The first story, eponymous “Atoms,” compares and contrasts typical storytelling with the emotional existence of a non-sentient protagonist – a chemical compound – with the circumstances of a human tragedy; the second, “Debris,” centers on the story of a loveless mother-child relationship; the third, “Pennies,” ascribes itself an extended letter from a self-described philosopher of modern masculine virtue and creative genius who has fallen into difficult and unfair circumstances; finally, “Bubbles” is a sad, morbid poem based loosely on the author’s childhood experience of Rio de Janeiro.
It should be noted that it is difficult to reveal much about these stories without spoiling their interesting qualities, being that the longest is a mere 10 pages, and the shortest only 2; their total is only roughly 30 pages. The book is wholly a very brief read, and while this very short length seems unlikely to hold much value, the opposite is true; these very sharply-focused tales are honed to succinct points that deliver their intriguing ideas and emotional impacts with extremely careful, skilled writing. However, this should not be mistaken for a work on level footing with a piece of longer fiction or a larger collection of works, and the decision to collect these on their own – despite their fitting very neatly – seems unusual, and the book could easily be mistaken for something longer, if not more substantial.

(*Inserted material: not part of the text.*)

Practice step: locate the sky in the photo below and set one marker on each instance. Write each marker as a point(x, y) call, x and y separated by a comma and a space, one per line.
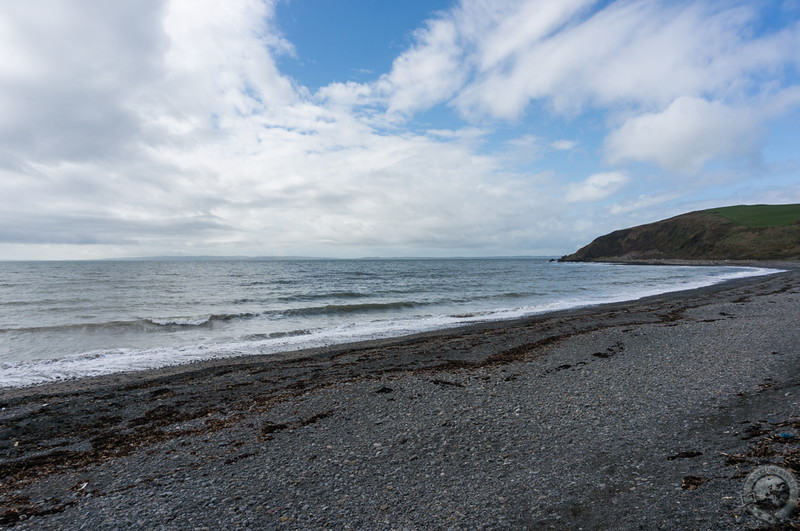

Nino’s usual dark, human tragedy remains on form from previous works such as The Brain Within Its Groove and The Gray Man, sticking to his signatory elaborate writing style, ripe with a Gothic style of horror through omission and visceral detail left to be discovered between the lines. Expect to be left in the dark about how to feel until the final few lines have been processed as Nino displays a keen sense of how to keep a reader on edge without resorting to base fears.
That said, “Atoms” remains somehow the most memorable of the abridged anthology, partially due to its unique willingness here to take a step into the more graphical and emotive, while “Pennies” sticks out in contrast for remaining aloof. Both “Debris” and “Bubbles” remain impactful, but become sidelined by the far longer counterparts they surround. The collection would most likely have benefited from a greater selection to give the whole a longer-lasting, more memorable quality, although whether adding any further work for the sake of completeness would erode the tight knit remains in question.
Readers should be aware of the length of this exceptionally ‘small piece,’ but it is nonetheless very good, entertaining work that promises worth in its reading and subsequent re-reading. Nino’s astute writing once again enchants and engages, though hangs uncomfortably on difficult subjects, described in a very fine method of wording that may have some readers searching for a Thesaurus. If death and despair are subjects you’d like to avoid, this collection is certainly off your reading list, but for lovers of the Gothic and darkly comic (emphasis on the dark), Nino delivers a refreshing modern supply of the well-worn genre.